Michael Stone has posted comments about a developer/general contractor’s offer to subs, worded like this:
We are in receipt of proposals from several well-qualified general contractors, all of whom have shown interest in our project. . . . We anticipate that the eight homes . . . immediately followed by seven more homes . . . this will lead to the kick-off of the 55 (additional) homes Housing Development.
A review of the proposals shows a very tight grouping of competitive estimates by the various contractors, with no one contractor standing out as being the “low bid.” That being said, we are not necessarily looking for the “low bid,” and are more concerned about establishing a long-term working relationship that treats all parties fairly. This would be with a contractor who can work with us regarding value engineering in an effort to meet our projected building costs . . .
We would like to schedule an interview with you . . . and request that at that meeting you provide us for an outline of a “Cost Plus Proposal” with a maximum not to exceed. This would include the following:
- Cost of General Requirements
- Requested “mark-up” on all subcontractors and materials
- Identify “in-house” labor costs, inclusive of superintendent if required, and what those costs are
- Profit & Overhead
- Outline of how Change Orders will be accomplished
Please let me know your availability . . .
Stone’ advice: Throw this one in the trash.

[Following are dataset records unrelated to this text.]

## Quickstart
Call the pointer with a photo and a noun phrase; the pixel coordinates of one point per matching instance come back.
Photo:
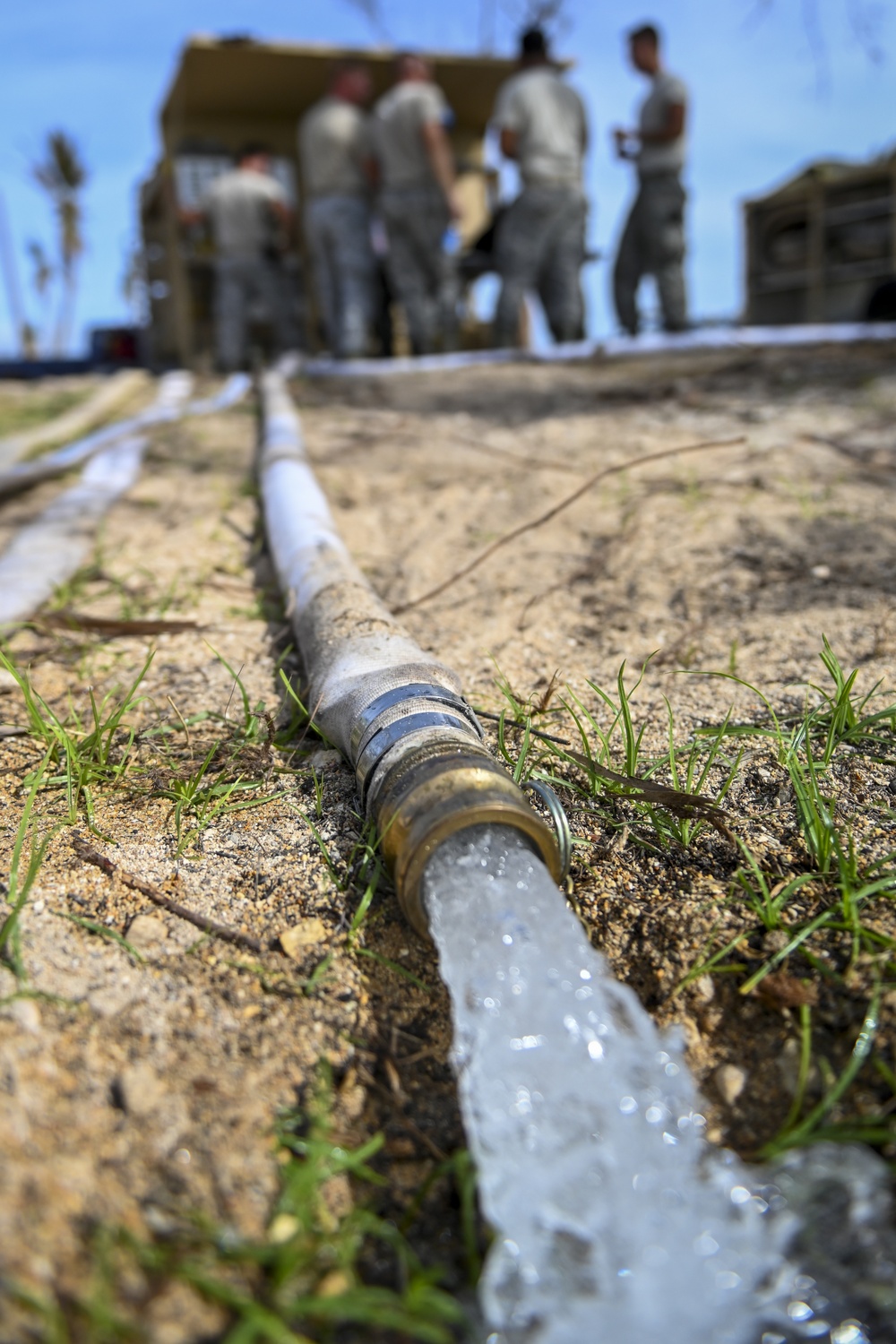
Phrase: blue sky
(763, 104)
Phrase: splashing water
(614, 1218)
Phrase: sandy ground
(139, 1091)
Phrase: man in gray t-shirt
(418, 203)
(540, 238)
(336, 151)
(249, 214)
(653, 241)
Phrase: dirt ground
(142, 1082)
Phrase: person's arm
(672, 129)
(625, 142)
(509, 142)
(438, 151)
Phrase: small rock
(148, 935)
(140, 1089)
(704, 989)
(27, 1013)
(282, 1228)
(297, 940)
(729, 1082)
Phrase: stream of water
(616, 1220)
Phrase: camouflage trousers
(422, 276)
(249, 288)
(653, 244)
(339, 238)
(540, 246)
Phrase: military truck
(231, 90)
(823, 245)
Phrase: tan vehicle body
(818, 246)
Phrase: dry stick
(159, 898)
(557, 508)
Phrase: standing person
(418, 203)
(540, 239)
(249, 215)
(338, 168)
(653, 241)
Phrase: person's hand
(621, 139)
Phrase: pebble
(140, 1089)
(27, 1013)
(704, 989)
(148, 935)
(309, 933)
(729, 1082)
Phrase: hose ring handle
(559, 819)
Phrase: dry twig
(557, 508)
(159, 898)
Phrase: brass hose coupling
(435, 789)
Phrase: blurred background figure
(540, 238)
(418, 203)
(339, 169)
(653, 241)
(249, 217)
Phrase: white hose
(108, 397)
(169, 405)
(649, 343)
(50, 550)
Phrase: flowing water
(616, 1220)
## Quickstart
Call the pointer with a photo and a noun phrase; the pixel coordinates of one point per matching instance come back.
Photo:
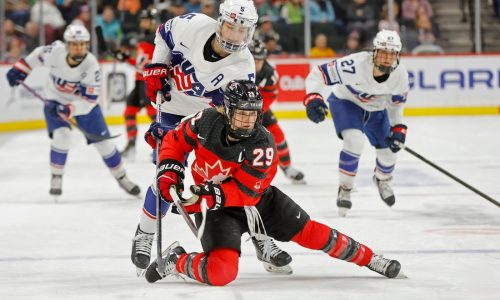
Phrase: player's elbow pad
(89, 93)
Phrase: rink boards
(439, 85)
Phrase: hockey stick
(198, 232)
(103, 48)
(90, 136)
(159, 258)
(412, 152)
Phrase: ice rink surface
(446, 237)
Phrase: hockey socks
(131, 121)
(219, 268)
(318, 236)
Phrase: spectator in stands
(384, 18)
(31, 36)
(51, 15)
(361, 17)
(176, 8)
(111, 28)
(83, 18)
(410, 7)
(208, 8)
(266, 28)
(18, 11)
(128, 11)
(354, 42)
(15, 51)
(192, 6)
(322, 11)
(10, 31)
(292, 12)
(270, 8)
(272, 45)
(321, 49)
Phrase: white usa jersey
(78, 85)
(351, 78)
(194, 81)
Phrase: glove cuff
(22, 66)
(312, 96)
(170, 165)
(400, 128)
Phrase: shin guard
(318, 236)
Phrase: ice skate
(141, 250)
(279, 260)
(385, 191)
(344, 201)
(128, 186)
(56, 186)
(170, 256)
(129, 151)
(295, 175)
(387, 267)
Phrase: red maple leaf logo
(215, 173)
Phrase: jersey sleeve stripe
(397, 99)
(330, 73)
(244, 188)
(187, 133)
(167, 36)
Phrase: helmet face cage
(240, 96)
(78, 34)
(258, 50)
(387, 40)
(239, 13)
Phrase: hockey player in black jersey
(235, 163)
(266, 78)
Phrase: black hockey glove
(212, 193)
(170, 172)
(397, 137)
(315, 107)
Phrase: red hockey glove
(18, 72)
(170, 172)
(156, 79)
(397, 137)
(59, 110)
(156, 132)
(212, 193)
(315, 107)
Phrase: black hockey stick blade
(182, 210)
(470, 187)
(101, 43)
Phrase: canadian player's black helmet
(243, 108)
(148, 14)
(258, 49)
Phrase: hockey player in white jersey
(366, 92)
(194, 58)
(73, 91)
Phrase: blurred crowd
(338, 26)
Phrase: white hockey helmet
(387, 40)
(76, 33)
(239, 13)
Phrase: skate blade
(140, 272)
(299, 182)
(343, 211)
(284, 270)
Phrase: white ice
(446, 237)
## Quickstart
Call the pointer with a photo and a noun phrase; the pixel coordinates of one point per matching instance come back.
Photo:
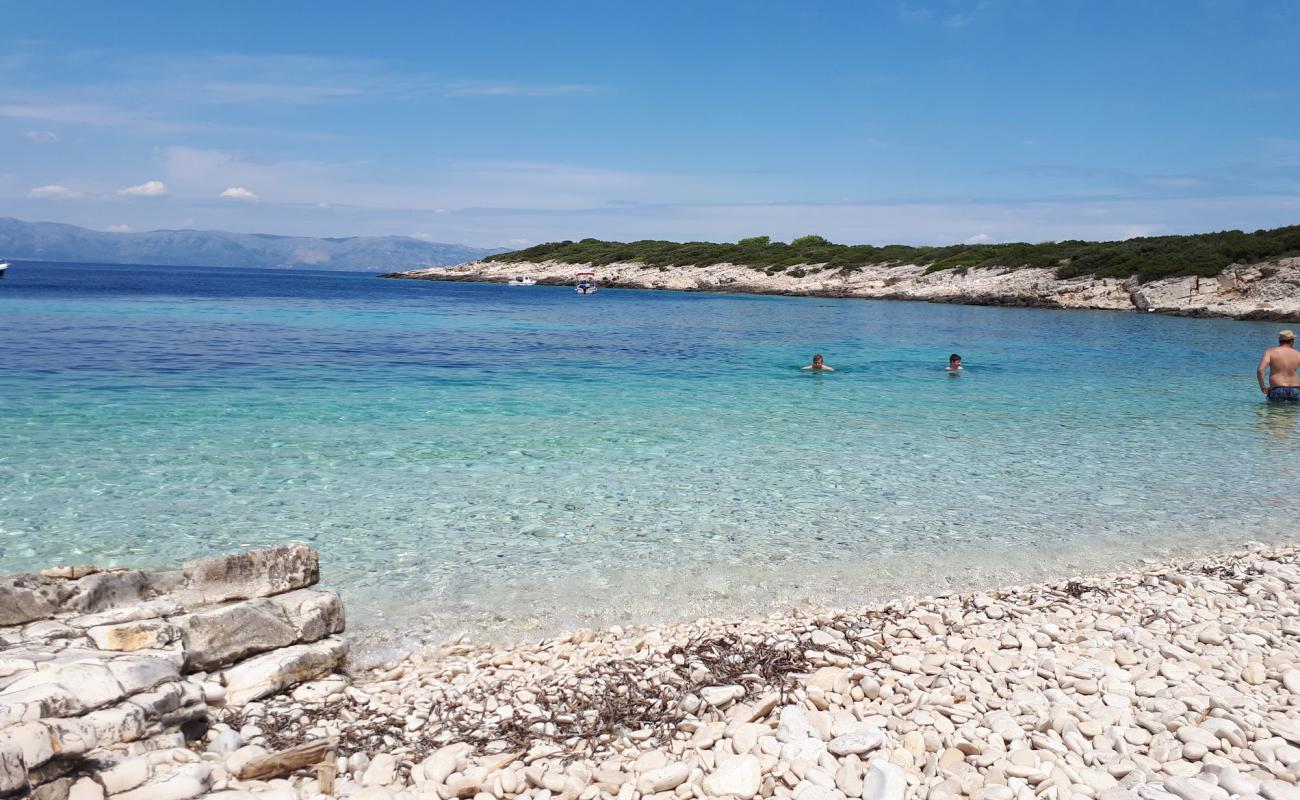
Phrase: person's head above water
(819, 364)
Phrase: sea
(508, 462)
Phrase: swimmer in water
(1277, 372)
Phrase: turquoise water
(516, 459)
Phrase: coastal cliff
(1259, 292)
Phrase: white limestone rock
(739, 777)
(271, 673)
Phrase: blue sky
(516, 122)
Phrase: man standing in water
(1282, 384)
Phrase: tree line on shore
(1147, 258)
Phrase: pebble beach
(1177, 680)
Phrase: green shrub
(1145, 258)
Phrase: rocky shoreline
(1177, 682)
(1255, 292)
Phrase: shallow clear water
(516, 459)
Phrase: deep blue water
(524, 458)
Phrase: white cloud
(53, 193)
(237, 193)
(148, 189)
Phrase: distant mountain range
(57, 242)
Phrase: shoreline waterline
(1178, 677)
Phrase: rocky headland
(1173, 682)
(1256, 292)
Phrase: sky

You are giving all of your confidential costing and business information to the potential client, who will selectively apply the data to deny claims, and you are effectively assuming all the risk while (if successful) the developer makes good money.
But it is tempting to say “yes” to this sort of deal, because of the volume and forward growth opportunities. And Stone acknowledges that if you play by the wording here, you might find the relationship appears to be mutually beneficial, at least until the four letter word hits the fan (which it often does).
The project might turn out well for the contractor for a while. With a commitment for that many homes, they’ll have cash flowing steadily through their company. It’ll be fine until they reach the last house, the cash stops flowing, and they still have bills to pay. When cash stops flowing, that’s when the stuff hits the fan. That’s when you feel the impact of pricing your jobs too low.
It’s not just the general contractor who can be hurt in a project like this. The general will lean on subs to sacrifice their profit margins, and subs and suppliers take the biggest risk of not getting paid when the project is complete.
Far too many contractors operate their businesses with a paycheck-to-paycheck mentality and the limitations of this attitude are reflected in Canada at least by the efforts of associations representing subtrades to implement prompt payment legislation. They chase work based on “low price wins the job” arrangements, and often put far too much stake in one or a small number of repeat high-volume clients, only to discover how vulnerable they are when things head south.
Stone’s answer (and one which I naturally support): Contractors need to develop their sales and marketing capacities to attract and retain clients willing to pay better-than-rock-bottom prices based on the contractor’s reputation and service value (ie brand).
This change requires a really significant mind-shift and because it takes time to develop the skills you need. Because the sales cycle within the industry is generally not immediate, it can be scary to hit the switch, turn down dangerous proposals, and seek out opportunities where there is real growth. But if you don’t, and you take offers like this, your risk of failure goes through the roof.